Multi-Season Land Cover Change Modeling of Pantabangan-Carranglan Watershed Using Sentinel-1 and Sentinel-2 Imagery
Keywords: Sentinel-1, Sentinel-2, Remote Sensing, Land cover classification, Random forest
Abstract. Understanding land cover change is vital for sustainable management, particularly in diverse and ecologically significant landscapes like the Pantabangan-Carranglan Watershed (PCW) in the Philippines. This study employed multi-seasonal Synthetic Aperture Radar (SAR) and optical imagery from Sentinel satellites to enhance land cover classification and predict future changes in PCW. Data preprocessing and combination were performed using the Sentinel Application Platform (SNAP) software, resulting in multi-season datasets that accounted for the area’s distinct climatic patterns. Classification was conducted using the Random Forest algorithm, generating land cover maps for 2017, 2020, and 2023, followed by change detection and prediction using Artificial Neural Network (ANN) for years 2023 and 2026. Results indicated a general increase in forest cover, with notable gains observed from non-forest vegetation and bare soil classes, suggesting ecological succession.
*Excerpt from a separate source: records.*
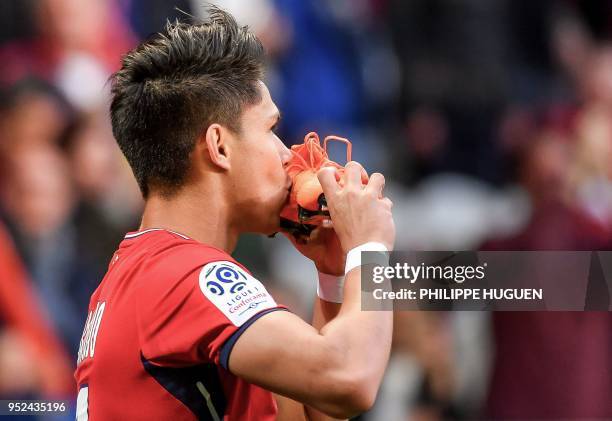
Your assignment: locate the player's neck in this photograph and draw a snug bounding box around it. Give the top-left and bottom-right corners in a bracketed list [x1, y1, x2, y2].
[140, 185, 239, 253]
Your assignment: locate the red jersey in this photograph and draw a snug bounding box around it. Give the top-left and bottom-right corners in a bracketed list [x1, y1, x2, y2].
[75, 229, 284, 421]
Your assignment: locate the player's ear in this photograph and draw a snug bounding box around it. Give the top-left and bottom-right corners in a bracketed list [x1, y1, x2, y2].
[200, 123, 230, 170]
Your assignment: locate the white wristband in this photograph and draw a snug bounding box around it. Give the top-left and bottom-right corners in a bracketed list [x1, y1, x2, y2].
[344, 242, 389, 275]
[317, 272, 344, 303]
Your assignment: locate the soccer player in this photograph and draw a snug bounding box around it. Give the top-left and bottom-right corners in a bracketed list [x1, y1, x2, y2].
[75, 9, 395, 421]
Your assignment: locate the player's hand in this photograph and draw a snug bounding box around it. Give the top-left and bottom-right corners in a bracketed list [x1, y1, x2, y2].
[317, 161, 395, 254]
[283, 221, 345, 276]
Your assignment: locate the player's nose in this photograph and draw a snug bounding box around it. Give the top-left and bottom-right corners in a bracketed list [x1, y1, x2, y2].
[277, 137, 291, 168]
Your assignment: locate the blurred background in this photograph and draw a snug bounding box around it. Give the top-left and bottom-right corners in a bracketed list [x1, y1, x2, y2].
[0, 0, 612, 421]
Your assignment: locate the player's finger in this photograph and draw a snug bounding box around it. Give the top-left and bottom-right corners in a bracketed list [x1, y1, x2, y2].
[382, 197, 393, 209]
[344, 161, 365, 188]
[366, 172, 385, 198]
[317, 167, 339, 196]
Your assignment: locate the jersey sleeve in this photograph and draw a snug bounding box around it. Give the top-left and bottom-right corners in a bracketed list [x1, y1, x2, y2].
[137, 243, 286, 369]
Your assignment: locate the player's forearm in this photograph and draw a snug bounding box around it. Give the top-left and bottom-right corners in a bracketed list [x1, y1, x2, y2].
[304, 297, 346, 421]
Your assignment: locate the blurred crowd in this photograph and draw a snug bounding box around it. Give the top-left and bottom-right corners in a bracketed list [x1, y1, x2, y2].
[0, 0, 612, 421]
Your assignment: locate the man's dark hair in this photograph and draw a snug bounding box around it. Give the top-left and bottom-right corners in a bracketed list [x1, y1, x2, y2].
[110, 7, 264, 198]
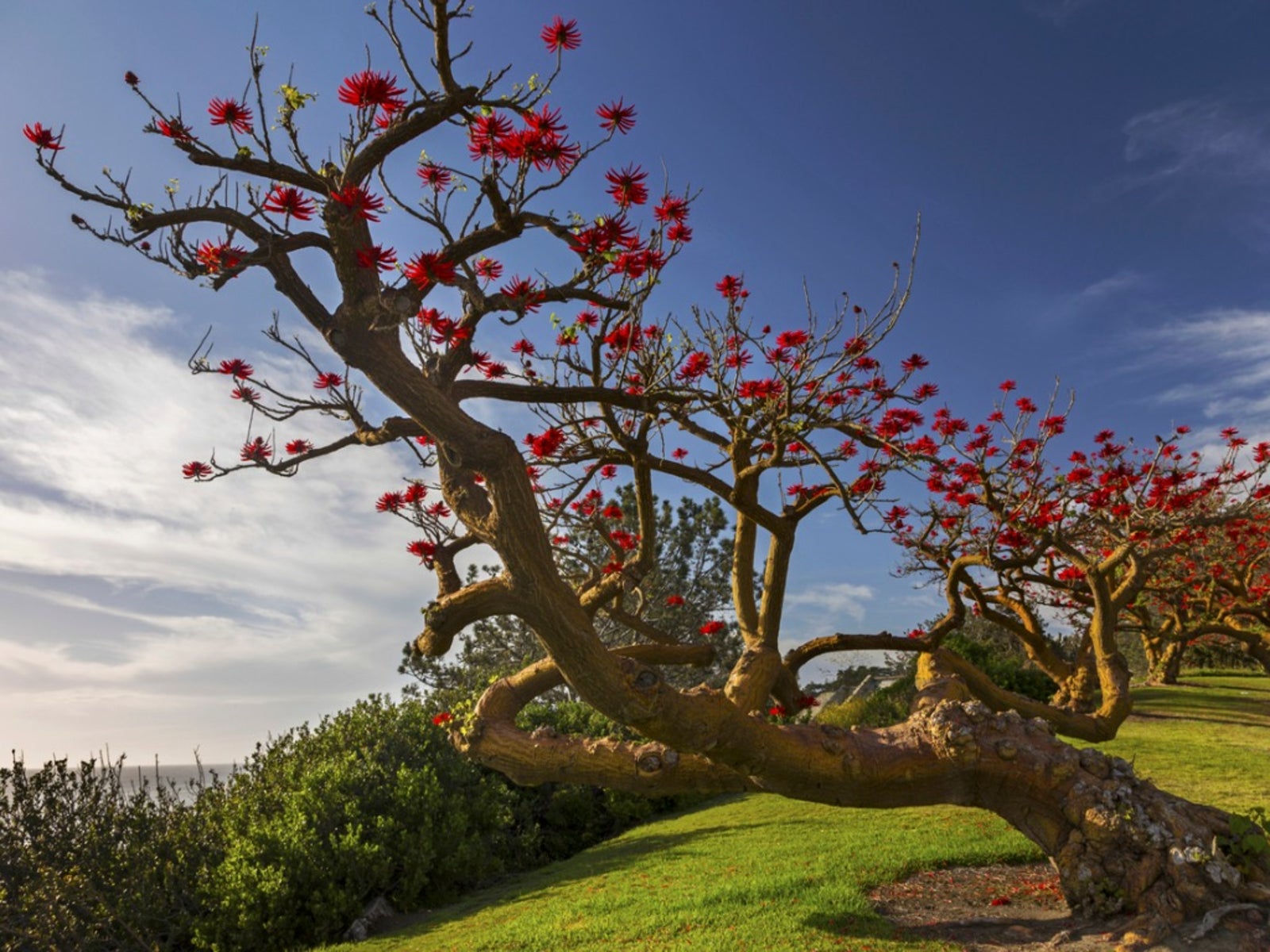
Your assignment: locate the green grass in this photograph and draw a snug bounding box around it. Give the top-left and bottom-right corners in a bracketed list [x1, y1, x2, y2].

Increases in forest cover of about 89 km2, 34 km2, and 28 km2 were observed for 2017-2020, 2020-2023, and 2023-2026 analysis, respectively. Generally, classification accuracy (total accuracy) remained acceptable (77%-85%), and ANN-based predictions showed limitations which were affected by input data misclassifications. In general, the multi-season/combined season model emerged as the most effective for change detection, outperforming the mono-season approach with an average total accuracy of 83.73%. For the predicted future land cover based on the best performing model, the total accuracy for 2023 was at 79%. Despite the challenges, the study underscores the potential of integrating the Sentinel-1 and Sentinel-2 data for land cover monitoring, offering insights into landscape dynamics and conservation strategies. Future work should focus on refining methodologies to improve differentiation between classes particularly bare soil and built-up.